İslam tarihi boyunca Tasavvufçularla Kelamcılar ve Fıkıhçılar arasında ihtilaflar ve tenkitler olagelmiştir. Hatta bu tenkitler karşılıklı olarak birbirlerini tekfir etme derecesindedir. Bunun da sebebi tasavvufçuların şeriat kalıplarının dışına taşan dini tutumları ve anlatımlarındaki hayal, sembolizm, gerçeklik karışımı ifadelerdir. Fıkıhçılar ve Kelamcılar Tasavvufçuları şu hususlarda tenkit etmişlerdir:
Ahlaki yozlaşma, Müslüman din anlayışının bozulması, İslam’ın insana bakış açısının tasavvuf eliyle bozulması, vahdet-i vücut ve tefani[3] gibi Hint kökenli tasavvufi inanışların tevhide aykırılığı, eserlerinin ilahi ilham, vahiy veya fütuhatlarla yazdırılmaları, herkesin bu sözleri ya da hakikatleri anlayamayacağı iddiaları, Kur'anda geçen veli, zikir gibi bazı kavramların tasavvufçular tarafından farklı kullanılması v.s.[4]
Oysa İslam tasavvufunda “şeriat, tarikat, marifet ve hakikat” kavramları tasavvufun temel kavramlarındandır. Bu anlamda “Şeriat olmadan tarikat olmaz.” sözü darbı mesel halinde söylenir.
TASAVVUFA KARŞI OLAN BAZI ALİMLERİN GÖRÜŞLLERİ
Tasavvufi düşünce ve yaşama tarzı İslam alimlerinden daha çok Ebü’l-Ferec İbnü’l-Cevzî, Takıyyüddin İbn Teymiyye, İbn Kayyim el-Cevziyye ve İbn Haldûn gibi âlimler tarafından tenkit edilmiştir.
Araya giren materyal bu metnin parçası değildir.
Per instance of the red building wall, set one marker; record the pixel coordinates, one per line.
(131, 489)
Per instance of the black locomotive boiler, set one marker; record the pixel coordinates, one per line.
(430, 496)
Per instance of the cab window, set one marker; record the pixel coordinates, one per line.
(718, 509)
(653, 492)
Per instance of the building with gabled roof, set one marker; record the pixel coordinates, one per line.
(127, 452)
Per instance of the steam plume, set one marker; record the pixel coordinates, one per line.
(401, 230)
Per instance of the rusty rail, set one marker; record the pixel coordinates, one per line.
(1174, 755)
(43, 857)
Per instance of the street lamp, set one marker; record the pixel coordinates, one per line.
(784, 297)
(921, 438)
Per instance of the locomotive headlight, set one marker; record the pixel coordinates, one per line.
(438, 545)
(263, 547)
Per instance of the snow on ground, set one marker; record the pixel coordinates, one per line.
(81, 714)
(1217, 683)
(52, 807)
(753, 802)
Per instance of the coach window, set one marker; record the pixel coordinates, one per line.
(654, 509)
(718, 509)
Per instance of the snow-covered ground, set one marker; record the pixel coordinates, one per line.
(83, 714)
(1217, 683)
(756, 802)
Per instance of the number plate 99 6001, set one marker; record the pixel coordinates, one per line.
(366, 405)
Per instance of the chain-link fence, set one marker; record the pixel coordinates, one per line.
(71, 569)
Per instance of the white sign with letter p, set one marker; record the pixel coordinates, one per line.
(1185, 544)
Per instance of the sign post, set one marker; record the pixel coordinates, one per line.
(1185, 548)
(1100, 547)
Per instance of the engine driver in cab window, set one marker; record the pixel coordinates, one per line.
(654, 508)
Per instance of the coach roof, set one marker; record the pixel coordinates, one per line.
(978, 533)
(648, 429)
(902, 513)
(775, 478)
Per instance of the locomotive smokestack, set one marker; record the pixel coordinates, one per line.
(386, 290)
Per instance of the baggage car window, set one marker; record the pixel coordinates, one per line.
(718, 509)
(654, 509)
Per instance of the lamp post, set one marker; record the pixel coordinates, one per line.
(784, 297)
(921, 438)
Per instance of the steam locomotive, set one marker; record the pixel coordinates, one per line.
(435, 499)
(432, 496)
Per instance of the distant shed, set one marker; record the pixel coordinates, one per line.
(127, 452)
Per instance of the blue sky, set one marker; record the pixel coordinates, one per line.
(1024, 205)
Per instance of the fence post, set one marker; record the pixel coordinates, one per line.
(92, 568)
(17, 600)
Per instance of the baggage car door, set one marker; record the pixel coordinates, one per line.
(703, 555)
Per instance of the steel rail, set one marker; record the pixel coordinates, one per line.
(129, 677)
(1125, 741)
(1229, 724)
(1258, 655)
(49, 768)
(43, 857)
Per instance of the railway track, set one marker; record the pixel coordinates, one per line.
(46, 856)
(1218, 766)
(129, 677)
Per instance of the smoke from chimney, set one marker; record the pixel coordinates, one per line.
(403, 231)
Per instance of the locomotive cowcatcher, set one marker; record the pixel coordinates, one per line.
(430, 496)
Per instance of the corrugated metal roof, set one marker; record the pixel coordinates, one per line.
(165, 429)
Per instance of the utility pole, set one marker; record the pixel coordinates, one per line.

Hatta İbnü’l-Cevzî “İblîs” adlı eserinde bazı tasavvufî görüş ve uygulamaların şeytanın faaliyetlerine yardımcı olduğunu, insanları saptırıp dinden çıkardığını ileri sürmüştür.[5]
Tasavvufta Batıniliğin ve Ehl-i Beyt sevgisi, silsilelerde on iki imamın yer alması vb. sebeplerle Şiîliğin etkisinin bulunduğunu ileri sürenler de vardır. Tasavvuf esaslarının aslında Şiîlikte yer aldığını iddia eden Şiî âlimi Haydar el-Âmülî’ye göre zâhirî ve şer‘î ilimler Şiîlik, Batıni ilimler ise sûfîliktir. Dolayısıyla her hakiki Şiî mutlaka sûfî, her hakiki sûfî de Şiî’dir.
DEVAM EDECEK
[1] Suffe ehli ilgili olarak aşağıdaki ayetlerin nazil olduğu kabul edilmektedir.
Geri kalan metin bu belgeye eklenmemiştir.